In your postage stamp, there's a real point-like source whose image has been smeared out by the telescope's point spread function (PSF), and a roughly uniform background. We'll assume that the PSF is a symmetric 2D Gaussian for simplicity (in real life, it isn't).
The position and flux of the AGN, and the background surface brightness, are all unknown parameters of this model. The width of the PSF could also be one, potentially (the PSF varies quiet a bit over the focal plane, and I wouldn't want to guess what it is at the particular location of your source). Let's ignore the effective area of the telesope for this problem (essentially just a re-definition of what we mean by "flux").
Draw a PGM that describes this model for the data set. Recall that we looked at a similar (but simpler) scenario when covering Bayes Theorem.
Each circular node in your PGM represents a PDF that we need to draw samples from when generating mock data. Write down the expression for your PGM's factorization of the joint PDF for all parameters and all data.

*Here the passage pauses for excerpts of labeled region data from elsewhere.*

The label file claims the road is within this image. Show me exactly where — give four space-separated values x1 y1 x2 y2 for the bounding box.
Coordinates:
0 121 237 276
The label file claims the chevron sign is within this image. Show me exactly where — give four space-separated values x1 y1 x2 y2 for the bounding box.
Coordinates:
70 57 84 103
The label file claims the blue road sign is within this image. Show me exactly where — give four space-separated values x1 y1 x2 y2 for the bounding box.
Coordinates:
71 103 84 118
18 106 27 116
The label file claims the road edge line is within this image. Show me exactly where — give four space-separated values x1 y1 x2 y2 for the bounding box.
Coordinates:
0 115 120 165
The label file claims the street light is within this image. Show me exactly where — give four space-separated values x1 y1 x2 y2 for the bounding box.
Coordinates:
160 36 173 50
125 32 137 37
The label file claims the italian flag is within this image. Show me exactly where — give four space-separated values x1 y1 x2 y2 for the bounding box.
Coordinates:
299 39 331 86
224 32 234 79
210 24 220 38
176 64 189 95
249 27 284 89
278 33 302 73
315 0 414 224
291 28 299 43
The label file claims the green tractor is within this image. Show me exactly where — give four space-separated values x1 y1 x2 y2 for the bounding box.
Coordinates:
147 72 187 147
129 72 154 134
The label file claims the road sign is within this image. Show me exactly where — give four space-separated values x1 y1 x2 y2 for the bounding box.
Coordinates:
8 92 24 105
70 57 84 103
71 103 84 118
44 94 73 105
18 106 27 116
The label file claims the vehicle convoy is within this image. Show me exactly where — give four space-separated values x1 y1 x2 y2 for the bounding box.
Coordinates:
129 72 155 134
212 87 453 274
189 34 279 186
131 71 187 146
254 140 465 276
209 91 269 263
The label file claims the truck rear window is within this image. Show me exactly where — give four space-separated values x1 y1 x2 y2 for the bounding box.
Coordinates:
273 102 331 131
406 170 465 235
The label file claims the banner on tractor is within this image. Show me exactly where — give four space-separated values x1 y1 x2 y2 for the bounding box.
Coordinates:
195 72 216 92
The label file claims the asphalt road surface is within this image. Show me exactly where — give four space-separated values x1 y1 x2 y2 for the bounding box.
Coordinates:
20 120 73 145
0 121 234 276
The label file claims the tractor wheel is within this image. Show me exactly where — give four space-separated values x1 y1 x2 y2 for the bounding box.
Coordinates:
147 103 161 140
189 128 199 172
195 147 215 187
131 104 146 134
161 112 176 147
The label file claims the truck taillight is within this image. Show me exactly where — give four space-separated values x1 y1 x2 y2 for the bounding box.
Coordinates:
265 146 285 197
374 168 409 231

You should now have all the ingredients to write a function that returns a mock X-ray postage stamp image (complete with realistic noise), given an exposure map and your assumed model, for a given set of model parameter values.
Our presumptive solution is divided into two functions: one to draw parameter values, and one to generate mock data given those parameters. That way you have the option of specifying specific parameter values to see whether you can produce a realistic image manually.
Note that, in general, we would need to convolve our model of the sky with the PSF in order to produce a mock observation. Since our model consists of only a uniform component and a point-like component, the convolution operation is analytic, so there's no need to code it explicitly.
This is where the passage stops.